= Martyr of charity =

Type of martyr in the Catholic Church

In the Catholic Church, a martyr of charity is someone who dies as a result of a charitable act or of administering Christian charity. While a martyr of the faith, which is what is usually meant by the word "martyr" (both in canon law and in lay terms), dies through being persecuted for being a Catholic or for being a Christian, a martyr of charity dies through practicing charity motivated by Christianity. This is an unofficial form of martyrdom; when Pope Paul VI beatified Maximilian Kolbe he gave him that honorary title. (In 1982, when Kolbe was canonized by Pope John Paul II that title was still not given official canonical recognition; instead, John Paul II overruled his advisory commission, which had said Kolbe was a Confessor, not a Martyr, ruling that the systematic hatred of the Nazis as a group toward the rest of humanity was in itself a form of hatred of the faith.)

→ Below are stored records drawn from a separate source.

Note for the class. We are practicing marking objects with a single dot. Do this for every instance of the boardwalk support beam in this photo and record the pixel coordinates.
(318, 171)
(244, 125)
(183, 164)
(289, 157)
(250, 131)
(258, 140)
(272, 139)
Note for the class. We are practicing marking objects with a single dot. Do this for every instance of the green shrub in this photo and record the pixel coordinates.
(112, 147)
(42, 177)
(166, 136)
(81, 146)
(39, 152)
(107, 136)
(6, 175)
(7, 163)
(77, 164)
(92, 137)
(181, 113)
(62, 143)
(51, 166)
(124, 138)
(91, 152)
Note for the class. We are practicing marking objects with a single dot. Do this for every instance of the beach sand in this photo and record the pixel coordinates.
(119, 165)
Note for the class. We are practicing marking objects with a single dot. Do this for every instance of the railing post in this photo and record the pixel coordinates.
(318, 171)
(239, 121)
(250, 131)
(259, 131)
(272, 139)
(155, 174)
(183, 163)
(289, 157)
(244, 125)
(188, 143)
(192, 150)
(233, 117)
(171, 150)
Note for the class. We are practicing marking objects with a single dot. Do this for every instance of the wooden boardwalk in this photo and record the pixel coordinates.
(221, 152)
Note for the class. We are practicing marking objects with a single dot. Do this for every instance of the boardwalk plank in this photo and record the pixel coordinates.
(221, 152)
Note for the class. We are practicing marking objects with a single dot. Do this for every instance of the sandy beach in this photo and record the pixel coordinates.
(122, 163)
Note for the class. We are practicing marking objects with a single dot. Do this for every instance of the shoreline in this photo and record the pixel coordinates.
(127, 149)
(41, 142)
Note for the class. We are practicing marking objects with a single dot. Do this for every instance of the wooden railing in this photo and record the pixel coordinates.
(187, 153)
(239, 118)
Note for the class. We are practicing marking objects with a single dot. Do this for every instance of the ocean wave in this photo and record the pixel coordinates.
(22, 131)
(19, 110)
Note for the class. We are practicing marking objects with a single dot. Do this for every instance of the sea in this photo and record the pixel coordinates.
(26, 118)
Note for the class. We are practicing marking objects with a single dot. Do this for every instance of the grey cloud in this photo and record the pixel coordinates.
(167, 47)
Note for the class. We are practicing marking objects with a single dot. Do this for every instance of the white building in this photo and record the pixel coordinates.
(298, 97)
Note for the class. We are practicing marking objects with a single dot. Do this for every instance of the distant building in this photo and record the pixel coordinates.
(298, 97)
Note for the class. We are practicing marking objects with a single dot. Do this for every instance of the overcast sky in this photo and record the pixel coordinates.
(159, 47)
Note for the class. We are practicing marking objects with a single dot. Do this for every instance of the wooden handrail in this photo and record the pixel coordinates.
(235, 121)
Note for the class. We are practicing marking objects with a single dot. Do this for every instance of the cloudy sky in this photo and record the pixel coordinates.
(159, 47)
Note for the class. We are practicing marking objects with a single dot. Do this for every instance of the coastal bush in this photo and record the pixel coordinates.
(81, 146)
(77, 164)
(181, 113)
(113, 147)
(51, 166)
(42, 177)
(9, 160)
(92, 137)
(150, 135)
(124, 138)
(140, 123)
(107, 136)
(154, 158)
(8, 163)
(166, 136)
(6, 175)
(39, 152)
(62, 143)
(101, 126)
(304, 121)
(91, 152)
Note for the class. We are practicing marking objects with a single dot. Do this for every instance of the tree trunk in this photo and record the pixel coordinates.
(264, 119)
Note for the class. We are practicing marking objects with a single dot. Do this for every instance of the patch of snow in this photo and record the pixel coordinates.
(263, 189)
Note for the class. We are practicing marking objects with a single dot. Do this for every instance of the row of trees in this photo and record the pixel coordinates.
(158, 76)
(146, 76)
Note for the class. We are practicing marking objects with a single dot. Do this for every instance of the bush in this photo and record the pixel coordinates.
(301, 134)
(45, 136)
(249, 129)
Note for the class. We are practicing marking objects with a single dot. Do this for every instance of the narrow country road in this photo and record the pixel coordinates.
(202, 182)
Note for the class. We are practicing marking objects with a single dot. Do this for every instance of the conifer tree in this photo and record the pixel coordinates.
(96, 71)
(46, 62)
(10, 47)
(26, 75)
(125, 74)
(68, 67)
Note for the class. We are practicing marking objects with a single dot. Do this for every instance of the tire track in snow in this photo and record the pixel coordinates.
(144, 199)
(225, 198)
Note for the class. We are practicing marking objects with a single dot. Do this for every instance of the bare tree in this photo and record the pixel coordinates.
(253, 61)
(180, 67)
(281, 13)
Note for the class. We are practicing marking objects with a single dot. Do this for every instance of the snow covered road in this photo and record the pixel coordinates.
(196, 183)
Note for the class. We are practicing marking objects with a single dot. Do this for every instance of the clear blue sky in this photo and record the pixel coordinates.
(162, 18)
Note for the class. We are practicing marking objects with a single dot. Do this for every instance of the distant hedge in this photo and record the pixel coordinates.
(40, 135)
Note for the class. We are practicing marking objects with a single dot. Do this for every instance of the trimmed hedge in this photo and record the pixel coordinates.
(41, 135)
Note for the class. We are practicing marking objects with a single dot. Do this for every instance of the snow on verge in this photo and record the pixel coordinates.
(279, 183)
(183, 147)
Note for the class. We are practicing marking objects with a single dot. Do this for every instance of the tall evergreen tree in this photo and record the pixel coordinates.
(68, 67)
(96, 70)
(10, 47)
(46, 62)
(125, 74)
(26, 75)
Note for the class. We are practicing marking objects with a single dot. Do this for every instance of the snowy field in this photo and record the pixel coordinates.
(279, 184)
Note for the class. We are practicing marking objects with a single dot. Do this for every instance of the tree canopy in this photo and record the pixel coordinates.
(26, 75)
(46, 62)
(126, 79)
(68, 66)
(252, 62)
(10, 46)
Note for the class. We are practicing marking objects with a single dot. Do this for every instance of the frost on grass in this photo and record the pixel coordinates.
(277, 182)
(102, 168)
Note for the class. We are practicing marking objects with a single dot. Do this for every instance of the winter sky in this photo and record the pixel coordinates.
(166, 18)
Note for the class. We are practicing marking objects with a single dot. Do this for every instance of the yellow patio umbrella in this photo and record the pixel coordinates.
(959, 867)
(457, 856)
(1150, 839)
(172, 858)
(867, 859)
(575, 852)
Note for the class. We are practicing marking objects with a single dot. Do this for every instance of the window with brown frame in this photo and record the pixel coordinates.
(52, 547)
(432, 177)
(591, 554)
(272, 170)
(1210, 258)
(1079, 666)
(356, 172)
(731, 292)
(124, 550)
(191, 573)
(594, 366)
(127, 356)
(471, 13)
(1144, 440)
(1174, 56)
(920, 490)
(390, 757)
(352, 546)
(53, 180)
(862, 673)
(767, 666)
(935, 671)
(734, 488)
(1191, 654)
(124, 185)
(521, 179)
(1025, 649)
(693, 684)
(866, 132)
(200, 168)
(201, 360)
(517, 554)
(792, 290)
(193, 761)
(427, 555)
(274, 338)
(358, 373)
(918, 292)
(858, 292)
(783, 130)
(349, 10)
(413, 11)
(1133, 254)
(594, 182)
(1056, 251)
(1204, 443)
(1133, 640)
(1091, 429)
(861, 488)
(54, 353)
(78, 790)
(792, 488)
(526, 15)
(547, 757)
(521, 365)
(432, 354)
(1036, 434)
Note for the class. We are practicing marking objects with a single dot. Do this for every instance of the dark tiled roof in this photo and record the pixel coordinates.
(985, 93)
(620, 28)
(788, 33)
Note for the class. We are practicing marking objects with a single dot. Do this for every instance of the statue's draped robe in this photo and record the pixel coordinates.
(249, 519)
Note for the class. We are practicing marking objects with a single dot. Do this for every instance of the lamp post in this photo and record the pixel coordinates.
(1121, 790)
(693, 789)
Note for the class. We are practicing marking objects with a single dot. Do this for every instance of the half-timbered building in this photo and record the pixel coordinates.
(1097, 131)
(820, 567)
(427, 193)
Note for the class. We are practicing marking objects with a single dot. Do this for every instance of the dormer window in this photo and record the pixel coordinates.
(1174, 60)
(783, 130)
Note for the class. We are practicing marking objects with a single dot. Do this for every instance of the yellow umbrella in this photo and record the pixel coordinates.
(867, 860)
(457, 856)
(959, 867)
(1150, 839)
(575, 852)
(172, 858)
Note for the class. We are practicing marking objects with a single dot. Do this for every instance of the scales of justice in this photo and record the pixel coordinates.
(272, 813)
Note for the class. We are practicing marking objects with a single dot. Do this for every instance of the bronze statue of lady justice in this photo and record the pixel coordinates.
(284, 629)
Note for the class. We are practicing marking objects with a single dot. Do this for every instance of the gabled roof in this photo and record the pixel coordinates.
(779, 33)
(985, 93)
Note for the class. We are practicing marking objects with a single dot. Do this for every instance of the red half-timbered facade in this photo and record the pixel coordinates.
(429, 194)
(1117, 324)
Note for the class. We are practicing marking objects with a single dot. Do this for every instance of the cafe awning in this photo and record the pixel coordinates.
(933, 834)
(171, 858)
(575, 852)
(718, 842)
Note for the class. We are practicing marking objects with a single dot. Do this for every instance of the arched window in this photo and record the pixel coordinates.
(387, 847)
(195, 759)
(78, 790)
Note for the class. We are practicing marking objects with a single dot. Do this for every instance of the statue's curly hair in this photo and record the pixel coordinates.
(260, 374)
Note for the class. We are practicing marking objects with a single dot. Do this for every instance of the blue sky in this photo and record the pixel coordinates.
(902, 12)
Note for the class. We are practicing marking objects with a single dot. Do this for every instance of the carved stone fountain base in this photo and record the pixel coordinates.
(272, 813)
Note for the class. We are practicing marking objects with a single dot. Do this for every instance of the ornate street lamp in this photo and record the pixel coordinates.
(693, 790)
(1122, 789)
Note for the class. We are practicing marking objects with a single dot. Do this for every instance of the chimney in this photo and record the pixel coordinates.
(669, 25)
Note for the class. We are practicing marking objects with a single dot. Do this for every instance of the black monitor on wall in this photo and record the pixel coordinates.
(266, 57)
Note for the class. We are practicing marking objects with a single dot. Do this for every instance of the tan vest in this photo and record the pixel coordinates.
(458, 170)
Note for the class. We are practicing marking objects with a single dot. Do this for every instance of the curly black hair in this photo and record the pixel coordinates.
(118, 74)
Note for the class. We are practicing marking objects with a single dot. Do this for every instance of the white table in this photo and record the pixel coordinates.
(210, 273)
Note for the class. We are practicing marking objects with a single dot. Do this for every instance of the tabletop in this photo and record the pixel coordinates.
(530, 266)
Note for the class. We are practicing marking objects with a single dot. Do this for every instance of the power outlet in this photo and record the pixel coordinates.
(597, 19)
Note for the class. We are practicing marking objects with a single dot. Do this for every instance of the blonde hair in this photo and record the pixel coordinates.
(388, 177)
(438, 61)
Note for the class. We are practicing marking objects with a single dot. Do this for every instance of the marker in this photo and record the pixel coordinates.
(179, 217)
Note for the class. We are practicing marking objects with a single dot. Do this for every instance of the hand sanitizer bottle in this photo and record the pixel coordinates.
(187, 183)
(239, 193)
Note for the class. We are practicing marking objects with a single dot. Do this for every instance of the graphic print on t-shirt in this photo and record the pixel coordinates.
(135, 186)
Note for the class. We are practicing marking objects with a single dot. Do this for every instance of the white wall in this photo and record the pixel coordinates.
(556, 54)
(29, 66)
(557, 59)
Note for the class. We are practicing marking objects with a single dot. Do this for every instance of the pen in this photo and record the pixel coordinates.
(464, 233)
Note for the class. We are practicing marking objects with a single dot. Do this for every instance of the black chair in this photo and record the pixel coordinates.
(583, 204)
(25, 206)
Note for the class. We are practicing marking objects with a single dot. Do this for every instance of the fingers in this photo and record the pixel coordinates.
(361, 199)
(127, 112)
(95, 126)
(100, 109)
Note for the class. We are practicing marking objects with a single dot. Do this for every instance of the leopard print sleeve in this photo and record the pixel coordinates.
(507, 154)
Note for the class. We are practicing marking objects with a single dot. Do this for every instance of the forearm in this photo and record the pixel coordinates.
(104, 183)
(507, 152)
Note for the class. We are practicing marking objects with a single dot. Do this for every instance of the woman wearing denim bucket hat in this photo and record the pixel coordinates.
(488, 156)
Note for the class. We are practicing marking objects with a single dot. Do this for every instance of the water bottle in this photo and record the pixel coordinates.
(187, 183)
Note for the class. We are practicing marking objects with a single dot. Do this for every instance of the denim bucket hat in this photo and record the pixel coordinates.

==List of martyrs of charity==

- Lawrence of Rome, executed in the Diocletianic persecution after distributing church valuables among the poor instead of to the Emperor.
- Father Damien, contracted leprosy from his patients at Kalaupapa; canonized in 2009
- Maximilian Kolbe, volunteered for fatal collective punishment in Auschwitz; canonized in 1982
- Everard Mercurian, died ministering in an influenza epidemic in 1580.
- Edward Metcalfe, died ministering in an epidemic in Leeds in 1847.
- Benjamin Petit, died travelling as a missionary to the Potawatomi in 1839
- The Martyrs of Memphis, Constance and her companions, died during the yellow fever epidemic of 1878 of the disease while ministering to the sick. Their feast day, September 9th, was added to the Episcopal Church's calendar as a lesser feast in 1981.
- Bernardo Tolomei, died ministering in a plague epidemic in 1348; canonized in 2009
- Sára Salkaházi, executed for sheltering Jews from The Holocaust; beatified in 2006
- Aloysius Gonzaga, died while ministering to victims of a plague in Rome in 1591. Canonized in 1726.
- Ezechiele Ramin, died in 1985 while defending the rights of the farmers and the Paiter people of the Rondônia area (Brazil).
- Cassandra Martyrs of Charity, a group of religious nuns and priests who died in 1983 while saving victims in a shipwreck in the Philippines.